Я беру Аксенова под руку, подвожу его к буфету, говорю буфетчице, чтоб налила полный фужер коньяку, и медленно вливаю в Аксенова этот коньяк. Тогда он чуть-чуть оживает и бормочет: „Толька, полный разгром. Теперь всё закроют. Всех передушат…“
Далее мы сидим за столиком вместе с Эриком Неизвестным, тоже вернувшимся со встречи, и Эрик, которому после „Манежа“[50] уже ничего не страшно, внятно рассказывает, что происходило на встрече с Партией и Правительством.
Хрущев топал ногами на Вознесенского.
Хрущев стучал кулаком по столу и кричал Аксенову: „Вы мстите нам за своего отца!“ А Вася, по его словам, отвечал Хрущеву — дескать, почему я должен мстить, мой отец вернулся из лагеря живым. А по словам Эрика, Вася стоял на трибуне совершенно растерянный и повторял: „Кто мстит? Кто мстит?“».
По официальной же версии дело было так…
Впрочем, сперва припомним рассказ участника событий — Василия Павловича Аксенова, вложенный в уста героя его романа «Ожог» — зрелого, хотя и противоречивого, писателя Пантелея Аполлинарьевича Пантелея. Вслушаемся в рассказ о том, как под куполом Свердловского зала Кремля «кончилась его молодость».

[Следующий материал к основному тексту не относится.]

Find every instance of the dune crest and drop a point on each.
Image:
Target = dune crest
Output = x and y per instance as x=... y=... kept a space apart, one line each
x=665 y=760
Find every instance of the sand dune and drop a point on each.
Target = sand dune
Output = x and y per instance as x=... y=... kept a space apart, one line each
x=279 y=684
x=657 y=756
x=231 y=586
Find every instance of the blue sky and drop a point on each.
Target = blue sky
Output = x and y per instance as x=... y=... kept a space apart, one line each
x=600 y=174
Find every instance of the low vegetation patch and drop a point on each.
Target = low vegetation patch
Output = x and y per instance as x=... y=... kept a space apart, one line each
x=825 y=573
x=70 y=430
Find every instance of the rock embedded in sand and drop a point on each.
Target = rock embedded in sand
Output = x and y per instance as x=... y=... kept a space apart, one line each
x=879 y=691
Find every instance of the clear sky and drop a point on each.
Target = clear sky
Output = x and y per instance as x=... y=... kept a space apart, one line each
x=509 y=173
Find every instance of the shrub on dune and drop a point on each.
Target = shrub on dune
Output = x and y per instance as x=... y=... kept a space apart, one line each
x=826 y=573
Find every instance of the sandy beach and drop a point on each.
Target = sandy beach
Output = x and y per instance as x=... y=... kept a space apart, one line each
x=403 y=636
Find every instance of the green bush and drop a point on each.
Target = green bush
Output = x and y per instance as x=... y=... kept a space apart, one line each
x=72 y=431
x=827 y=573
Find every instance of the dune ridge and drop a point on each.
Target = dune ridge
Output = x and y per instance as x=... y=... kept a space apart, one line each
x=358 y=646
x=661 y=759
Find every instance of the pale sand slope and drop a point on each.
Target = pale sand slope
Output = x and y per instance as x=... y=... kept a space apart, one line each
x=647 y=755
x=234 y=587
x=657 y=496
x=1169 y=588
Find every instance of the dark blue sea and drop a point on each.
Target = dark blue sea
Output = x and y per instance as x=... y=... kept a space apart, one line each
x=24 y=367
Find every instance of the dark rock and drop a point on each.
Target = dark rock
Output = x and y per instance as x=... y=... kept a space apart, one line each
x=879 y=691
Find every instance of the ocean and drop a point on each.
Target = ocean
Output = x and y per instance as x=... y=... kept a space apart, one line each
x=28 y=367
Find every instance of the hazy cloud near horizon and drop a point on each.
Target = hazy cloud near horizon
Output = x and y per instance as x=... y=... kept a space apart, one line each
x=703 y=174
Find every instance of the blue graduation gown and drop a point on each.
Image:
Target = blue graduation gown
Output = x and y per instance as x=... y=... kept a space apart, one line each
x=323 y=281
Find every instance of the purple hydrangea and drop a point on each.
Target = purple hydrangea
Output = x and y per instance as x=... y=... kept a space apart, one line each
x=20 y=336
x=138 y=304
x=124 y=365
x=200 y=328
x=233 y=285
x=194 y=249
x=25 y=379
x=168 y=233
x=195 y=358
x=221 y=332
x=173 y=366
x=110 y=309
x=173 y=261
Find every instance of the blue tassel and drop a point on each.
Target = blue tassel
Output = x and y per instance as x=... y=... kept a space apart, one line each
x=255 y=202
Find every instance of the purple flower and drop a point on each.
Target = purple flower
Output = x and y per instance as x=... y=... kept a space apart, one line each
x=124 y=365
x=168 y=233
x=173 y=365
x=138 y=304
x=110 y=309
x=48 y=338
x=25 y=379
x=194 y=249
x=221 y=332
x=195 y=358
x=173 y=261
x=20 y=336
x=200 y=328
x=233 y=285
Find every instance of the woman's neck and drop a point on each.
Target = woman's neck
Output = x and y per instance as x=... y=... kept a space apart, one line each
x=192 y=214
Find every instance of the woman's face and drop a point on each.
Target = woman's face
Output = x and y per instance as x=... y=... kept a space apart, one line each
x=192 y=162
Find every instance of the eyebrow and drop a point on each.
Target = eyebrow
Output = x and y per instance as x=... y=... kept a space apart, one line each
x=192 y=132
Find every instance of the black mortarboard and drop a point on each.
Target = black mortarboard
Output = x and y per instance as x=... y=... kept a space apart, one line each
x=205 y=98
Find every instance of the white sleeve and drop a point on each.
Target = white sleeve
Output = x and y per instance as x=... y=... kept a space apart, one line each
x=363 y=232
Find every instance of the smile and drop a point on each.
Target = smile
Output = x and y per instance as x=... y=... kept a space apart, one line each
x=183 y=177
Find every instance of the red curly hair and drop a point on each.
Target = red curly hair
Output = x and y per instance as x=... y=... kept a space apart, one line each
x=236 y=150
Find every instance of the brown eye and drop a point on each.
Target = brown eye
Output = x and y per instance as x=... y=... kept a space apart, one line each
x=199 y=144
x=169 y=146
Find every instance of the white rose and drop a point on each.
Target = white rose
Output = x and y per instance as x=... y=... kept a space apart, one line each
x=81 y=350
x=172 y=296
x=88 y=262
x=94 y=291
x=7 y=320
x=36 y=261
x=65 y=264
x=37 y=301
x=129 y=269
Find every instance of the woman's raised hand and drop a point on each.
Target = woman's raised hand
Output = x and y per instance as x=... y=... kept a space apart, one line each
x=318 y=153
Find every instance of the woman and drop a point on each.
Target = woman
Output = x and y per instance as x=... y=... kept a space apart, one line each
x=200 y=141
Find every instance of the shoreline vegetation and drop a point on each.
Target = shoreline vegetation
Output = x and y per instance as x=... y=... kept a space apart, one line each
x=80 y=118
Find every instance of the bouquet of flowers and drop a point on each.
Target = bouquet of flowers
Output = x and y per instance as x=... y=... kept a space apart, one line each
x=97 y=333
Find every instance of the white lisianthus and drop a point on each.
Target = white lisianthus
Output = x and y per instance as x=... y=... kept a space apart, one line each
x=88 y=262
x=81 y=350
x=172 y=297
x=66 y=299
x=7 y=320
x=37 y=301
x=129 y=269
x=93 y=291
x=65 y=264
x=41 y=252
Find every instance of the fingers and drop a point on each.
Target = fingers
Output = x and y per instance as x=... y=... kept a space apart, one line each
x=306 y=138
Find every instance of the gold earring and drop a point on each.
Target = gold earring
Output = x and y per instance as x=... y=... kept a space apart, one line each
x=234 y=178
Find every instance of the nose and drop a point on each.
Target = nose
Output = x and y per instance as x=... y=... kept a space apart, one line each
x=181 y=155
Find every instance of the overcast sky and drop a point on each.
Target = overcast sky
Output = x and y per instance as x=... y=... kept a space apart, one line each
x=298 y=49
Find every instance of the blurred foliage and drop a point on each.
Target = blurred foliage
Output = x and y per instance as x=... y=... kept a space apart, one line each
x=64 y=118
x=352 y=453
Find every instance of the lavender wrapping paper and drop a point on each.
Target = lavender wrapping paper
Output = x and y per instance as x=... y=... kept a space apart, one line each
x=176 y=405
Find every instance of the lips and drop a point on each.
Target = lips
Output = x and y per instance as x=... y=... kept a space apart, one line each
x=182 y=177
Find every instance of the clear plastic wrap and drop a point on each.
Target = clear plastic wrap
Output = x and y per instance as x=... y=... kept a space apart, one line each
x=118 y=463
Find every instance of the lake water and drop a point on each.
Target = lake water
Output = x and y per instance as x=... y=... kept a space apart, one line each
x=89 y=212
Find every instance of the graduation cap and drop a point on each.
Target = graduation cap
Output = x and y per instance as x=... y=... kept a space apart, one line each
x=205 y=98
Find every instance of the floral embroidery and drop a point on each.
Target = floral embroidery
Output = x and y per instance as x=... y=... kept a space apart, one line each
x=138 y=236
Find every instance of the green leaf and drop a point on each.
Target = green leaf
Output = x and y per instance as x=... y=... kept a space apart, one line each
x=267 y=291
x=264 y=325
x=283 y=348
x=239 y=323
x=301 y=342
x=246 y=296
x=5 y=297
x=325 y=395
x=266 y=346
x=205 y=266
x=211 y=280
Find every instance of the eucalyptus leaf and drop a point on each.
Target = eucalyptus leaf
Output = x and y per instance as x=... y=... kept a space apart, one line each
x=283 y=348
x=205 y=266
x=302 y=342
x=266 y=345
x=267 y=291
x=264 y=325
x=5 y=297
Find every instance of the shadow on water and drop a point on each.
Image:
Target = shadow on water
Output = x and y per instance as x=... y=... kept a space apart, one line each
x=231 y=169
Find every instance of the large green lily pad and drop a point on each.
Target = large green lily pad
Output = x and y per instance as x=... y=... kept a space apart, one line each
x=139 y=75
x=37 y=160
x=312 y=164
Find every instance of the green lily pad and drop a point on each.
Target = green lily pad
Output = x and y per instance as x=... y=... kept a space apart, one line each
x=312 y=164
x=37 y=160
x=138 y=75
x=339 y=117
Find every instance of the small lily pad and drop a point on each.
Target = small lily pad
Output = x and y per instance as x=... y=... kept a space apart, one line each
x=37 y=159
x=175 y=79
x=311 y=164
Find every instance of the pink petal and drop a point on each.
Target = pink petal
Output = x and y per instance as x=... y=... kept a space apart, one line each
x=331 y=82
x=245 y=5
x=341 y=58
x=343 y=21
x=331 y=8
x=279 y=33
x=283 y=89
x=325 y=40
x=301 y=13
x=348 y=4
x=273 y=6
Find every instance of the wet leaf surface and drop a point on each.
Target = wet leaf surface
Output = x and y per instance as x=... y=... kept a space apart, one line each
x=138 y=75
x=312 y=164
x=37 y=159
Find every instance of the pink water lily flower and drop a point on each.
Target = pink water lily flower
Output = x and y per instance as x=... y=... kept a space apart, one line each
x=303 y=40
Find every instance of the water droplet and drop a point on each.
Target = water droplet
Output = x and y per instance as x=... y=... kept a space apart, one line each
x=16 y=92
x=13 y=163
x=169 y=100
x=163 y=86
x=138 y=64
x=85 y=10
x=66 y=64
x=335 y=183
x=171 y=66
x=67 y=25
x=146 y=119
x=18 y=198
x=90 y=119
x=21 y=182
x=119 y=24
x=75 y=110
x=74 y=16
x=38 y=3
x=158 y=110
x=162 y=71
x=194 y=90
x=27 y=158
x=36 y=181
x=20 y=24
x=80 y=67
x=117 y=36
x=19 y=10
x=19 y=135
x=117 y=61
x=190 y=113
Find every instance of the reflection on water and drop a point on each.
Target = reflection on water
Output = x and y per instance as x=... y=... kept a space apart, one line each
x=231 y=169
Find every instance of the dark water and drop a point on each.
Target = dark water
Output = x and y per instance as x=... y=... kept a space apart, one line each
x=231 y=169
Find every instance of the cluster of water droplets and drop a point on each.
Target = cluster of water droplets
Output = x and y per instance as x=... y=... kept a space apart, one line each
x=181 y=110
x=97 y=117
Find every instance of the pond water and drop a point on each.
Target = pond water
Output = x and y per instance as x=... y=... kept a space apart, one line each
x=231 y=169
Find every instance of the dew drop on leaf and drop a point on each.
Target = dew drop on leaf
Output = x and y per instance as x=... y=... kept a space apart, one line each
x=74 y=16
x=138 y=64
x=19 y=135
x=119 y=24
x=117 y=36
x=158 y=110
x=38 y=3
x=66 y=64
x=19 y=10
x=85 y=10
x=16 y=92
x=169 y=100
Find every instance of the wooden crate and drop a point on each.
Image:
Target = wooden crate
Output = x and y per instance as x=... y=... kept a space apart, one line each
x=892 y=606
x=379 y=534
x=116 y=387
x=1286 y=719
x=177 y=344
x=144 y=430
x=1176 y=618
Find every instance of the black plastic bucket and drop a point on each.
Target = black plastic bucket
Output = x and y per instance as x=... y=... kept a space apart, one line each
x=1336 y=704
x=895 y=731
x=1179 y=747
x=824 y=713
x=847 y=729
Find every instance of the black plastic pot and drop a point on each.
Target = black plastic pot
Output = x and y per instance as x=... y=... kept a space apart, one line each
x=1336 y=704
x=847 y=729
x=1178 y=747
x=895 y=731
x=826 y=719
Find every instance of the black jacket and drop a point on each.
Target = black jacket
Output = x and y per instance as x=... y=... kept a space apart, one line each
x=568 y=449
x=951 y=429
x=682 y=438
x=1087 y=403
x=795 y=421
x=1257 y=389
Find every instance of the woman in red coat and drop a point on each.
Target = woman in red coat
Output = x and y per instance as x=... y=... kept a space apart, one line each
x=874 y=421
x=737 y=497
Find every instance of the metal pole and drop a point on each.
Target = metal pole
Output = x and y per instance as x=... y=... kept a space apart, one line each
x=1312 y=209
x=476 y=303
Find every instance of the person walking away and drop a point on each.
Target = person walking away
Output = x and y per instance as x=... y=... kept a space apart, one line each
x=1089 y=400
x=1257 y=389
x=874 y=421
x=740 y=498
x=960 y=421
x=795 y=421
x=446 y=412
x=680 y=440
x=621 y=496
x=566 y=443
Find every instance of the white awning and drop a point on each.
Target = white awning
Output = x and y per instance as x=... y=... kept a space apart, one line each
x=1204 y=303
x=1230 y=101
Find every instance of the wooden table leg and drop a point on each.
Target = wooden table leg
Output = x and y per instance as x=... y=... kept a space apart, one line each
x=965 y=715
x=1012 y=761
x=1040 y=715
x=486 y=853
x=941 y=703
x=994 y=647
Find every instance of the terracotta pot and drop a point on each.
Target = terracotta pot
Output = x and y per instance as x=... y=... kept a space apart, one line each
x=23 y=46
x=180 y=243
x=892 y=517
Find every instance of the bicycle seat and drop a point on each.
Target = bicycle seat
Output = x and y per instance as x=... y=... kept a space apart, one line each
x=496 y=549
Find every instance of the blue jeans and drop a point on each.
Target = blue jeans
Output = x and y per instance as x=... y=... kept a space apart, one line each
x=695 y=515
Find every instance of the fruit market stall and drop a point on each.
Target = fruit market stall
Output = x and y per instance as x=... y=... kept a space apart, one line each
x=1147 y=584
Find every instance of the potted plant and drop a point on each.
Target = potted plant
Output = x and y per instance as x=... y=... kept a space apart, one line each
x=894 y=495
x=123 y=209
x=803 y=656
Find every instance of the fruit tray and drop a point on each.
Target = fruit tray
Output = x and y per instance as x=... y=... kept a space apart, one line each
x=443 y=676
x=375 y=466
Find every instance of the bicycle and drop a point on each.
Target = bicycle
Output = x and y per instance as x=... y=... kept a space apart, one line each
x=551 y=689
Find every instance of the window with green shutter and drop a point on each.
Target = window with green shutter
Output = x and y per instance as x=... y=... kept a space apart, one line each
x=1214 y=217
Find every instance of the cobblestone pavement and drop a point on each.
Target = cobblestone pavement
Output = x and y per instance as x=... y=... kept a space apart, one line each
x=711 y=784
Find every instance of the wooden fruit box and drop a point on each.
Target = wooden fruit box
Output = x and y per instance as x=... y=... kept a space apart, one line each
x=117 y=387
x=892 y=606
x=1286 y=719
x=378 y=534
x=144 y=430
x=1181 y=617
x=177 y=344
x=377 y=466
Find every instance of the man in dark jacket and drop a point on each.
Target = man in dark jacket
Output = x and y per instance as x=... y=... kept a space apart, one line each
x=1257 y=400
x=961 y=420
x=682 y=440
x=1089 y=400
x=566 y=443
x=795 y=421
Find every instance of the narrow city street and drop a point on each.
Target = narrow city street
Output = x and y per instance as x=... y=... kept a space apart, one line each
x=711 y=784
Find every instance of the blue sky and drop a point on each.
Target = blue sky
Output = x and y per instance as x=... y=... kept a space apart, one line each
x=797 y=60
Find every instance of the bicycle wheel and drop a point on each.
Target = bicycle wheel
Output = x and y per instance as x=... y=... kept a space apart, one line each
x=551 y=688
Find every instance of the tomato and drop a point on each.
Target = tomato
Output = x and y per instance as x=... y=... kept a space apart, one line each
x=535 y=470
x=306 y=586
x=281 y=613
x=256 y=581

«…Зал гудел сотнями голосов, словно некормленый зверинец.
— Пантелея к ответу!
— Пантелея на трибуну! <…>
— А ну иди сюда, — хрипловато сказал в микрофон Глава… — Иди, иди, я тебя вижу! — Палец, известный всему миру шахтерскими похождениями, нацелился в противоположный от Пантелея угол зала. — Вижу, вижу, не скроешься! Все аплодировали, а ты не аплодировал! Очкарик в красном свитере, тебе говорю! Иди на трибуну!
Приметы злого битника, „пидараса и абстракциста“ были хорошо известны Главе. Злой битник… любил шумовую музыку джаст и насмехался над сталинистами… Этак… и до нашей культуры доберется, подточит ядовитыми насмешками… Пока не поздно, по зубам им надо дать. <…>
— Мстишь нам за своего отца?..
— …Я не Пантелей!..
— Это не тот, экселенц, небольшая ошибочка.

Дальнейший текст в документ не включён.